DogWeave: High-Fidelity 3D Canine Reconstruction from a Single Image via Normal Fusion and Conditional Inpainting

DogWeave is a novel framework that reconstructs high-fidelity 3D canine models from a single RGB image by refining parametric meshes into detailed SDF representations via diffusion-enhanced normal optimization and generating view-consistent textures through conditional inpainting, thereby overcoming challenges like self-occlusion and fur detail to outperform existing state-of-the-art methods.

Shufan Sun, Chenchen Wang, Zongfu Yu

Published 2026-03-10
📖 4 min read☕ Coffee break read

Imagine you have a single, beautiful photograph of a dog. Maybe it's your golden retriever, Buster, sitting in the park. Now, imagine you want to turn that flat 2D photo into a 3D model that you can spin around, zoom in on, and even put into a video game.

The problem is, the photo only shows you the front of Buster. It doesn't show his back, his tail, or the fur on the other side of his ears. If you try to guess what's on the back, you might end up with a model that looks like a blob, or one where the fur patterns don't match the front.

DogWeave is a new computer program designed to solve this exact puzzle. It takes a single photo of a dog and builds a hyper-realistic 3D model, filling in all the missing parts so perfectly that it looks like you took a 360-degree photo of the dog yourself.

Here is how it works, broken down into three simple steps using some creative analogies:

1. The Clay Sculptor (Coarse Geometry)

First, the program needs a basic shape. It doesn't start from scratch; it uses a "digital skeleton" of a dog (a pre-made template) that fits the general shape of the dog in your photo.

  • The Analogy: Think of this like a potter throwing a lump of clay on a wheel. They get the general shape of a vase, but it's still smooth and lacks details like handles or ridges.
  • What DogWeave does: It takes this rough clay shape and starts smoothing it out, making sure the legs are the right length and the head is in the right spot, based on the shadows and lines in your photo.

2. The Detail Artist (Normal Fusion)

Now the shape is right, but it's still too smooth. Real dogs have wrinkles, fur tufts, and tiny bumps. The program needs to add these tiny details.

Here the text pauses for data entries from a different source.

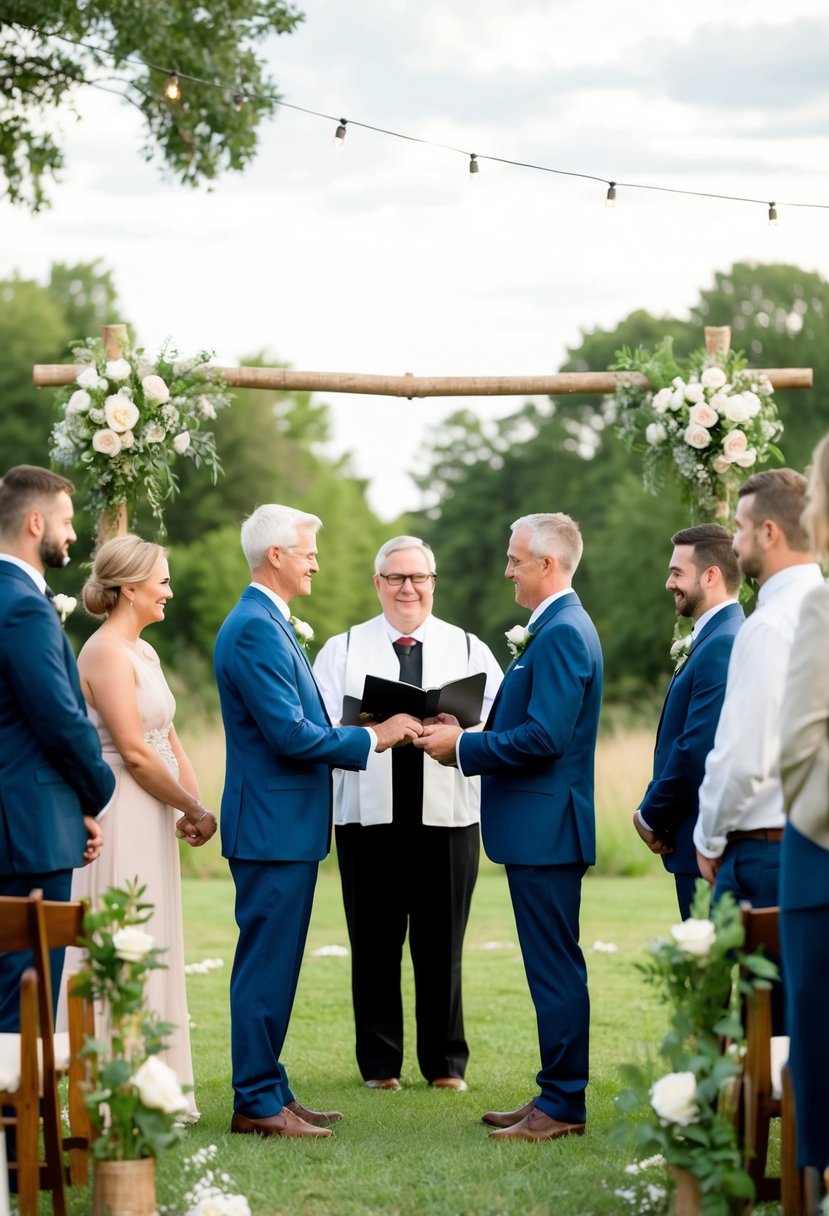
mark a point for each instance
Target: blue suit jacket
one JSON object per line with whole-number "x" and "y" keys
{"x": 281, "y": 746}
{"x": 686, "y": 736}
{"x": 51, "y": 769}
{"x": 536, "y": 753}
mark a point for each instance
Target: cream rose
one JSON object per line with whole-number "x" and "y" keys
{"x": 131, "y": 944}
{"x": 120, "y": 412}
{"x": 106, "y": 442}
{"x": 154, "y": 389}
{"x": 733, "y": 444}
{"x": 712, "y": 377}
{"x": 672, "y": 1098}
{"x": 694, "y": 936}
{"x": 697, "y": 437}
{"x": 701, "y": 415}
{"x": 88, "y": 378}
{"x": 117, "y": 369}
{"x": 158, "y": 1086}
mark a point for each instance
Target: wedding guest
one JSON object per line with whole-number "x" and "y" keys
{"x": 805, "y": 861}
{"x": 536, "y": 759}
{"x": 704, "y": 579}
{"x": 131, "y": 705}
{"x": 402, "y": 818}
{"x": 52, "y": 778}
{"x": 740, "y": 817}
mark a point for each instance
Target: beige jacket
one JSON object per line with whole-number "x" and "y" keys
{"x": 805, "y": 730}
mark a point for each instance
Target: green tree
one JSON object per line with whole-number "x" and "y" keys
{"x": 49, "y": 51}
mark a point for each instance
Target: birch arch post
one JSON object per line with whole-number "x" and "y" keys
{"x": 717, "y": 342}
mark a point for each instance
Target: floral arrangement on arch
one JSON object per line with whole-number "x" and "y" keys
{"x": 680, "y": 1107}
{"x": 710, "y": 424}
{"x": 125, "y": 421}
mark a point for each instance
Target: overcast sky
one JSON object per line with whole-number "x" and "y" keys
{"x": 384, "y": 257}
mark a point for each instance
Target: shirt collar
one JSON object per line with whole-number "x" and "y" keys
{"x": 35, "y": 575}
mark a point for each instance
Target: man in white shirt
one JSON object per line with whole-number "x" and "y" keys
{"x": 740, "y": 800}
{"x": 407, "y": 836}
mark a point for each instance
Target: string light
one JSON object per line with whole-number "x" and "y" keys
{"x": 173, "y": 89}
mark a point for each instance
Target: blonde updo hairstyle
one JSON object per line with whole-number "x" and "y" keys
{"x": 119, "y": 563}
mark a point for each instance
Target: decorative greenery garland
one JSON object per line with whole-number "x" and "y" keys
{"x": 125, "y": 421}
{"x": 709, "y": 424}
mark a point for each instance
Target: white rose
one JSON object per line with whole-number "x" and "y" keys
{"x": 701, "y": 415}
{"x": 697, "y": 437}
{"x": 655, "y": 433}
{"x": 154, "y": 388}
{"x": 79, "y": 401}
{"x": 158, "y": 1086}
{"x": 737, "y": 409}
{"x": 106, "y": 442}
{"x": 733, "y": 444}
{"x": 694, "y": 936}
{"x": 661, "y": 401}
{"x": 672, "y": 1098}
{"x": 117, "y": 369}
{"x": 88, "y": 378}
{"x": 712, "y": 377}
{"x": 120, "y": 412}
{"x": 131, "y": 943}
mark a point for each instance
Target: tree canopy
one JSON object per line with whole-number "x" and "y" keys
{"x": 49, "y": 51}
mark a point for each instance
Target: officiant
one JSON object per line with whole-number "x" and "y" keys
{"x": 407, "y": 829}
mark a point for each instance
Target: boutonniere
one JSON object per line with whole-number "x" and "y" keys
{"x": 303, "y": 631}
{"x": 518, "y": 639}
{"x": 680, "y": 651}
{"x": 63, "y": 606}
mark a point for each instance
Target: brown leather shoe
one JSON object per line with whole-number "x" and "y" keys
{"x": 319, "y": 1118}
{"x": 539, "y": 1126}
{"x": 508, "y": 1118}
{"x": 450, "y": 1082}
{"x": 286, "y": 1124}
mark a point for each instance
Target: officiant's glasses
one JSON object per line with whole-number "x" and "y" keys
{"x": 417, "y": 580}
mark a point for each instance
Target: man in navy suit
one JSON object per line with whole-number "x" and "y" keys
{"x": 54, "y": 780}
{"x": 535, "y": 756}
{"x": 704, "y": 579}
{"x": 276, "y": 808}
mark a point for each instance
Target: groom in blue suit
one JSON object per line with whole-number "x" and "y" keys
{"x": 54, "y": 780}
{"x": 535, "y": 756}
{"x": 276, "y": 809}
{"x": 704, "y": 579}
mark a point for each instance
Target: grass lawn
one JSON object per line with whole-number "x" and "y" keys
{"x": 422, "y": 1150}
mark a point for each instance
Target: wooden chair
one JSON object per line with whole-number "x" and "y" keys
{"x": 766, "y": 1090}
{"x": 33, "y": 924}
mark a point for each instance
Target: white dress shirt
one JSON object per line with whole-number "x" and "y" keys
{"x": 742, "y": 786}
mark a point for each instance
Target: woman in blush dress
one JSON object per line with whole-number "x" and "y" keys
{"x": 805, "y": 860}
{"x": 131, "y": 705}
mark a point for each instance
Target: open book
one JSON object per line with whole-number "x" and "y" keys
{"x": 384, "y": 698}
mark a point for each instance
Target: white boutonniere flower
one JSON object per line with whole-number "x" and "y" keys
{"x": 518, "y": 639}
{"x": 63, "y": 606}
{"x": 303, "y": 631}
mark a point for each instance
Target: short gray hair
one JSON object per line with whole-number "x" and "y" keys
{"x": 553, "y": 535}
{"x": 398, "y": 542}
{"x": 272, "y": 524}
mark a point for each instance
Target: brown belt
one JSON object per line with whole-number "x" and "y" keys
{"x": 756, "y": 834}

  • The Analogy: Imagine the clay pot is now covered in a layer of "magic dust" that tells the computer exactly how the light should hit every single tiny bump. The program uses a special AI (called a Diffusion model) to predict what these tiny bumps look like on the parts of the dog you can't see in the photo.
  • What DogWeave does: It looks at the photo from many different angles (virtually) and uses AI to guess the "surface texture" of the invisible parts. It fuses these guesses together to create a highly detailed 3D surface that looks like real fur, not just smooth plastic.

3. The Painter with a Memory (Conditional Inpainting)

Finally, the model needs color and patterns. This is the hardest part. If you paint the front of a dog with black spots, the back needs to have black spots too, in the right places. If the dog is a "Blue Heeler," the back needs to look like a Blue Heeler, not a Dalmatian.

  • The Analogy: Imagine a painter who is blindfolded for half the canvas. They have to paint the back of the dog. To do this, they have a "memory book" (the breed information) and a "style guide" (the photo). They don't just guess; they look at the front of the dog and say, "Okay, the front has a white patch here, so the back must continue that pattern logically."
  • What DogWeave does: It uses a technique called "inpainting." It paints the missing parts of the dog one view at a time, but it constantly checks its "memory" (the breed type) and the "style" (the original photo) to make sure the fur patterns match perfectly. It ensures that if the dog has a specific spot on its left ear, the model knows exactly what that spot looks like from the back.

Why is this a big deal?

Before DogWeave, computers trying to do this usually made mistakes:

  • The "Blob" Problem: The 3D shape was too smooth and looked fake.
  • The "Drift" Problem: The back of the dog looked like a different dog entirely (e.g., the front was a Poodle, the back looked like a Beagle).
  • The "Blurry" Problem: The fur looked like a fuzzy mess instead of individual strands.

DogWeave fixes all of these. It creates a model that is so realistic, you can spin it around, and the fur patterns, wrinkles, and colors stay consistent, just like a real dog.

In a nutshell: DogWeave is like a master sculptor and painter working together. The sculptor builds the perfect body shape, and the painter uses a "breed memory" to paint the missing sides of the dog so perfectly that you can't tell where the photo ends and the computer's imagination begins.